The NAB's opposition to LPFM has found support in Congress where, as of early February, 60 members have signed onto Ohio Representative Michael Oxley's Radio Broadcasting Preservation Act of 1999. If passed, the bill would annul the LPFM policy and prevent any similar plans from getting off the ground. Michael Bracy, co-director of the D.C.-based lobbying group Bracy Williams and a pro bono consultant to LPFM advocates, finds Oxley's opposition to LPFM hard to reconcile with the Republican congressman's strong support of anti-smut and communications decency legislation. In 1998 Oxley sponsored a bill intended to protect minors from lewd material on commercial Internet sites. "The same guy who wanted to clean up the Internet is now defending the commercial broadcasters who put Howard Stern on the air," says Bracy. The awkwardness of Oxley's position makes Bracy wonder if the NAB hasn't mismanaged its lobbying campaign. "One of the worst things lobbyists can do," he says, "is get their friends in Congress or in the press involved in a fight that they can't win or that makes them look bad to the public." Bracy thinks the NAB may have taken too combative a stance in its opposition to LPFM; by clumsily presenting LPFM as the preoccupation of a radical fringe, rather than as the abiding concern of middle-American groups like the Lutheran Church and the Louisiana Music Association, the NAB's congressional supporters will alienate far more people than they convince. "The opposition to LPFM can't win in the court of public opinion," says Bracy.
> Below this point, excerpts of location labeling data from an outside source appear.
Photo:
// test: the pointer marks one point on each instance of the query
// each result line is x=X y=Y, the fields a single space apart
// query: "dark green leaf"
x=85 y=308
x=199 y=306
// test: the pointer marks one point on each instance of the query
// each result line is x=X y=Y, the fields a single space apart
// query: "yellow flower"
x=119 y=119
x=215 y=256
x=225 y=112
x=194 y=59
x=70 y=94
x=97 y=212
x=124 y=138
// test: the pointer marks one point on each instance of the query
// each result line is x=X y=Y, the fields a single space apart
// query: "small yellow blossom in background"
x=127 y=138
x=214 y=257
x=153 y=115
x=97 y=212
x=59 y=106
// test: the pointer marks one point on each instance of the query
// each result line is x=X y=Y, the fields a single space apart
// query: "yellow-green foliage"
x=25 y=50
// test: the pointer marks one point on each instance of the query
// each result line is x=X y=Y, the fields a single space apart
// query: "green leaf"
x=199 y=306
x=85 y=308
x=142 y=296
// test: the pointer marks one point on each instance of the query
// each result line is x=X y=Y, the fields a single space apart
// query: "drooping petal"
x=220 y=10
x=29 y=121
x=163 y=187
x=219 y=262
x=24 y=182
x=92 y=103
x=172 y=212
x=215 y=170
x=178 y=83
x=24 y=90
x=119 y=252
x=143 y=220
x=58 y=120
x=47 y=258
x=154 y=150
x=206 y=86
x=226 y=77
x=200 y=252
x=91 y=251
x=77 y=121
Advocates of LPFM, on the other hand, offer several compelling uses for the new radio stations, such as local broadcasts to communities of recently arrived immigrants or programming centered around local schools, musicians, and the meetings of city government and neighborhood groups.
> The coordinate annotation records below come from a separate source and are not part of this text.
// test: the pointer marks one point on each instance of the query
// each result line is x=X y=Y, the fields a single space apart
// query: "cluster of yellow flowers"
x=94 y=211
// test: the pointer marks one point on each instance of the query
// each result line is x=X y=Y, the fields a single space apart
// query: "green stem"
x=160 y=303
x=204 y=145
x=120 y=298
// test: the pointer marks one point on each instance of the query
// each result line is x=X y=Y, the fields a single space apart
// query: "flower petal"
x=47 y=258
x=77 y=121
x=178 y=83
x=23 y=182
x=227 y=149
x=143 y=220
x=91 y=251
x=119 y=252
Oxley's Republican colleague W.J. Billy Tauzin of Louisiana--chairman of the House subcommittee on telecommunications--takes an even tougher view of the FCC's advocacy of LPFM than Oxley does: The new service, Tauzin believes, not only threatens the integrity of the existing broadcast spectrum, but it also stands as a prime example of the FCC's tendency to overstep its authority. The FCC is a "rogue agency," says Tauzin spokesperson Ken Johnson, and "Billy's determined to rein it in and curb its authority. It works for us, not the other way around."
Well, that's sort of true--but only in the way that Tauzin, Oxley, and the other congressional foes of LPFM, in turn, work for the thousands of people who have petitioned the FCC for LPFM service, and for the scores of others who will benefit from it.